As expected, there weren't any resyncs so far with polling (running for more than 22 hours at the moment). I updated my ltq-vectoring branch with a polling patch.
One thing I noticed is that with polling the reported line uptime is even more inaccurate than before. The reported value is now a bit more than half of what it should be. Reading status information (via dsl_cpe_pipe.sh or ubus) is also much slower now.
By the way, anyone who wants to do some testing without patching the MEI driver, using log level 2 should be safe but could still provide some useful information (for example, an ACK mismatch error should be logged then).

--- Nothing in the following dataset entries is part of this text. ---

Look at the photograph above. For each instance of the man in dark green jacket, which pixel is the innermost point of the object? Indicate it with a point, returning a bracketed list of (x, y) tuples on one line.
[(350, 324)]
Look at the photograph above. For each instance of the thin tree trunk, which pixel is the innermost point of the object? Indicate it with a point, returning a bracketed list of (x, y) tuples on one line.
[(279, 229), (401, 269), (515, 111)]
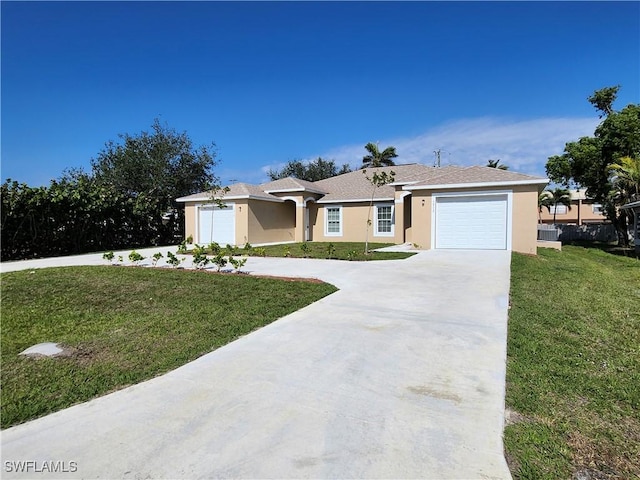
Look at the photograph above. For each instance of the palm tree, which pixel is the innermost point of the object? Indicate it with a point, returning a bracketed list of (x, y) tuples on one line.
[(626, 178), (376, 158), (544, 201), (559, 196), (494, 164)]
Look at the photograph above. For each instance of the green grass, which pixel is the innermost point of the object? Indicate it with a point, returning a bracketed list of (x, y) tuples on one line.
[(339, 250), (124, 325), (573, 369)]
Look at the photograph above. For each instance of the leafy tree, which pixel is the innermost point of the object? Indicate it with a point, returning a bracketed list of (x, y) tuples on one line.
[(558, 196), (496, 164), (127, 202), (625, 177), (376, 158), (588, 161), (153, 169), (544, 201), (318, 169)]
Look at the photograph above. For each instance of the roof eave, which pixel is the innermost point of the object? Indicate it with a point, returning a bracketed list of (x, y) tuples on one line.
[(476, 184), (233, 197), (356, 200)]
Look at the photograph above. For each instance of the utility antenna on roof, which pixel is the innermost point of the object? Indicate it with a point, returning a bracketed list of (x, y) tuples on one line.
[(437, 161)]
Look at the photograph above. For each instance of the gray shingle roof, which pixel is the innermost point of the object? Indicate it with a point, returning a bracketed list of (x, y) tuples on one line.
[(291, 184), (236, 190), (354, 186)]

You would just have to write LOG 2 and TRACE 2 to /proc/driver/mei_cpe/config for that, without setting DBG_LOGGER it will just print to the kernel log.
Looking at the changes in newer versions of the MEI driver I couldn't find any relevant changes, so I guess the same issue exists there. It could be that the issue just isn't triggered there in practice, as error reports are handled by the firmware (so there shouldn't be any vectoring-specific interrupts).

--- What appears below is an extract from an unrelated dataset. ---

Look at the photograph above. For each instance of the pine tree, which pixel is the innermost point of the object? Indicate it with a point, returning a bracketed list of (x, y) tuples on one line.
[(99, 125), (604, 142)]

The support data from a Fritzbox 7362 SL running firmware 07.12 shows that they are using interrupts. There isn't any [VrxCtrl] kernel thread in the process list, and the kernel log shows this:
[ 27.920000] activating IRQ mode
[ 27.920000] requesting IRQ
[ 27.920000] request_irq
[ 27.920000] usedIrq: 57 | usedIsrHandler: 811adb00 | usedFlags: 0x100 | pUsedDevName: mei_vr9 | pUsedDevId: -2035560832
[ 27.920000] IRQ requested ok
[ 27.920000] MEI_DRV: MEI_IfxRequestIrq(IRQ = 57, .., ), lock = 1
So, I have no idea why this it works on the vendor firmware. In the system log their MEI driver claims to be version 1.4.4, but then there is the question how different it actually is and how much they patched it.

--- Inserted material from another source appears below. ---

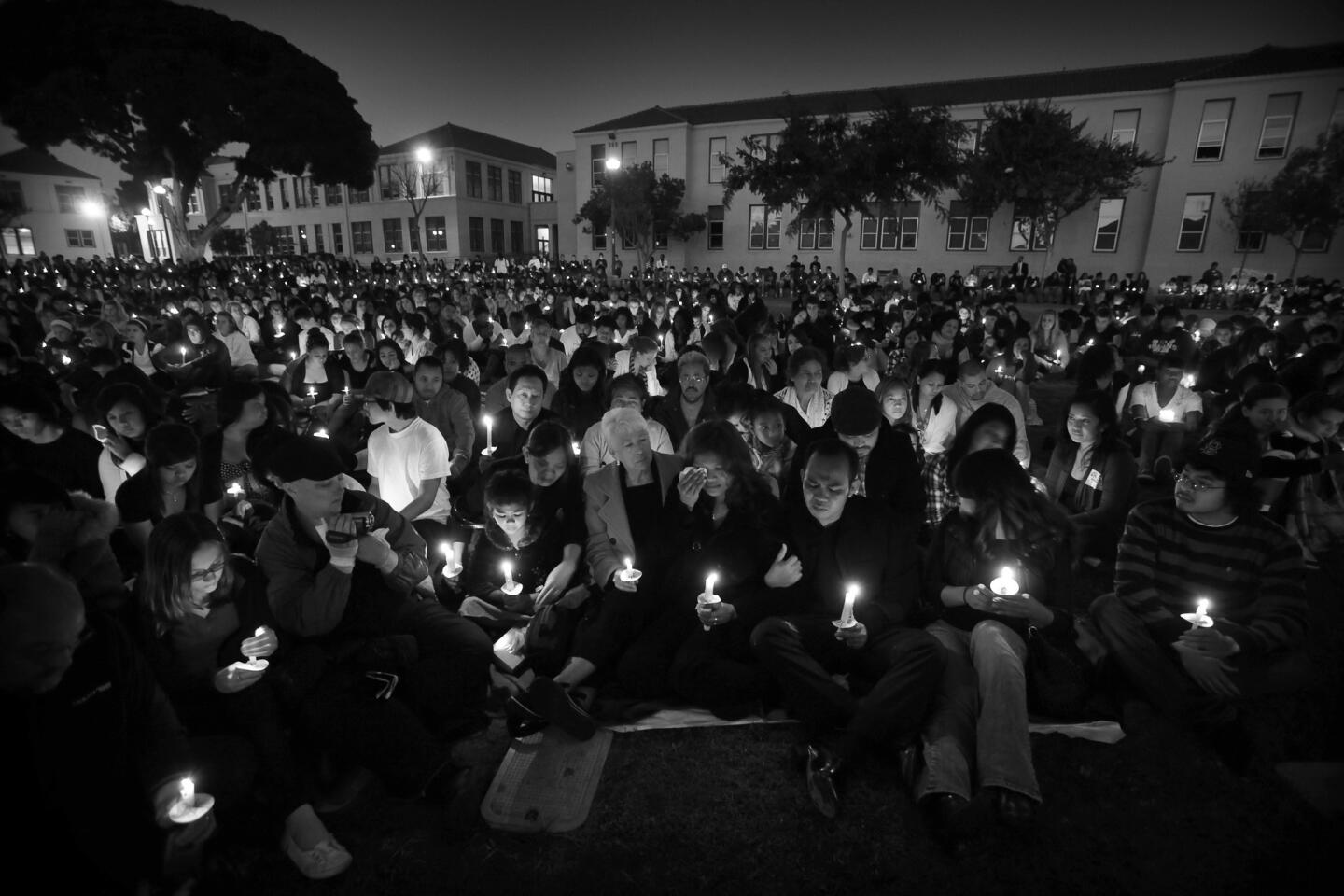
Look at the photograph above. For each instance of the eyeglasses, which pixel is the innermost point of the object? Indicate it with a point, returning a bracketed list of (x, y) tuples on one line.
[(1184, 479), (206, 575)]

I would guess this issue doesn't exist on devices without SMP, i.e. when the second VPE is used for voice. However, AVM uses their own voice solution, so they probably also use both VPEs.
For me the issue only occurred after I started monitoring stats every second (but I'm not sure if that is actually what triggered it). But it makes sense that the amount of messages that are sent to the device to query data would also change the likelihood of the issue actually being triggered.